On one occasion I was watching a salt lick for deer; I was on a scaffold built up in a tree thirty or forty feet from the ground. The lick was in a dense hemlock forest. It was well along into the night--I was listening with all my energy, expecting to hear the tread of a deer, but, so far I had heard nothing but the rustle of the porcupine and the hop of the deer-mouse and the jump of the rabbit on the dry leaves. Still, I was listening intently for that tread of a deer which sounds different from that of any other animal, when, with the suddenness of a flash of lightning that terrible screech of the panther came within six feet of my head.
Was I frightened? I guess yes. And had not my gun been tied to a limb of the tree to keep it in place it would have gone tumbling down the tree to the ground.
Glancing up in the direction from whence that terrible scream came, I could plainly see the outline of a screech owl.

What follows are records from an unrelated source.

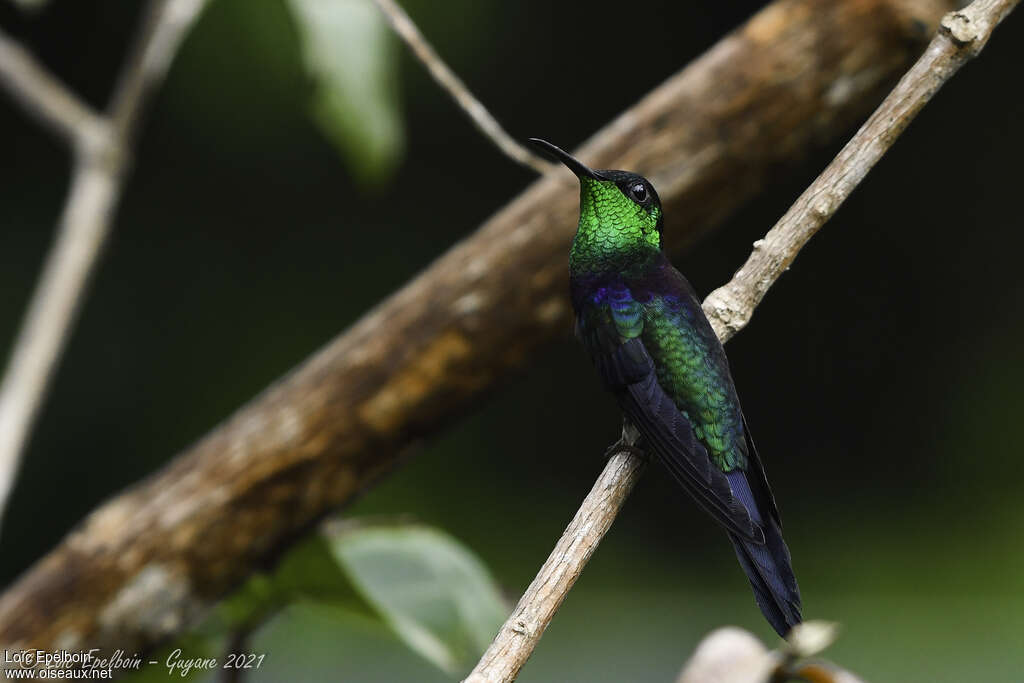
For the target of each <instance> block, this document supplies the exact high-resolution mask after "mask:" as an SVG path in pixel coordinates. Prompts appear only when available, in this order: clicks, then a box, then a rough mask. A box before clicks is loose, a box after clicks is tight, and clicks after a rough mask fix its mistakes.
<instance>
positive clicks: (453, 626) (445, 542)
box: [325, 524, 508, 672]
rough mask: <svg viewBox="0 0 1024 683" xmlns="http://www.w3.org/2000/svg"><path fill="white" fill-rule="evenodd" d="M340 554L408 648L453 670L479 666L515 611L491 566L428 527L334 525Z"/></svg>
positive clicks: (458, 543)
mask: <svg viewBox="0 0 1024 683" xmlns="http://www.w3.org/2000/svg"><path fill="white" fill-rule="evenodd" d="M325 536H326V537H327V538H328V539H329V542H330V546H331V549H332V551H333V552H334V555H335V557H336V558H337V559H338V561H339V562H340V563H341V565H342V566H344V567H345V568H346V569H347V571H348V572H349V575H350V578H351V580H352V583H353V584H354V585H355V587H356V589H358V590H359V591H360V592H361V593H362V595H364V596H365V597H366V599H367V600H368V601H369V602H370V603H371V604H373V605H374V606H375V607H377V609H378V610H379V611H380V612H381V614H382V615H383V616H384V618H385V620H386V621H387V622H388V623H389V624H390V625H391V626H392V628H393V629H394V630H395V632H396V633H397V634H398V635H399V636H400V637H401V638H402V639H403V640H404V641H406V643H407V644H408V645H409V646H410V647H412V648H413V649H415V650H416V651H417V652H419V653H420V654H422V655H423V656H424V657H426V658H427V659H429V660H430V661H432V663H434V664H435V665H437V666H438V667H440V668H441V669H443V670H445V671H449V672H458V671H462V670H465V669H468V668H469V667H471V666H472V665H473V664H475V661H476V660H477V658H478V657H479V655H480V654H481V653H482V652H483V650H484V649H486V646H487V645H488V644H489V643H490V640H492V639H493V638H494V636H495V634H496V633H497V632H498V629H499V627H501V625H502V623H503V622H504V620H505V616H506V615H507V614H508V607H507V606H506V604H505V602H504V601H503V600H502V598H501V595H500V593H499V591H498V587H497V585H496V584H495V582H494V580H493V579H492V577H490V574H489V573H488V572H487V570H486V568H485V567H484V566H483V564H482V563H481V562H480V561H479V560H478V559H477V558H476V557H475V556H474V555H473V554H472V553H471V552H470V551H469V550H467V549H466V548H465V547H464V546H463V545H462V544H460V543H459V542H458V541H456V540H455V539H453V538H452V537H451V536H449V535H446V533H444V532H442V531H440V530H438V529H434V528H430V527H426V526H414V525H402V526H364V527H355V528H351V527H347V526H345V525H342V524H333V525H327V526H326V527H325Z"/></svg>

On another occasion I had started about midnight from home to go to my hunting camp. About five miles of the distance was along a road with heavy timber on each side. The night was warm for the time of the year, with a slight mist of rain. I was hustling along the best I could to reach camp by the time it was daylight. I had my rifle and a pack-sack with a grub stake to last for a week, on my back. When again, with great suddenness that terrible screech of the panther sounded in the trees over my head. The screech was so sudden and so sharp that I came near dropping right through to China. After recovering my breath and gazing into the timber for a moment, I again discovered one of those frightful owls.
Every close observer, who has put in a great deal of time in the woods in the night, away from a fire and noise, knows that an owl will alight within a few feet of them, and they will not be aware of the presence of the owl when it approaches them. This noiseless movement of the owl is said to be from the large amount of down that grows on the wings of the bird.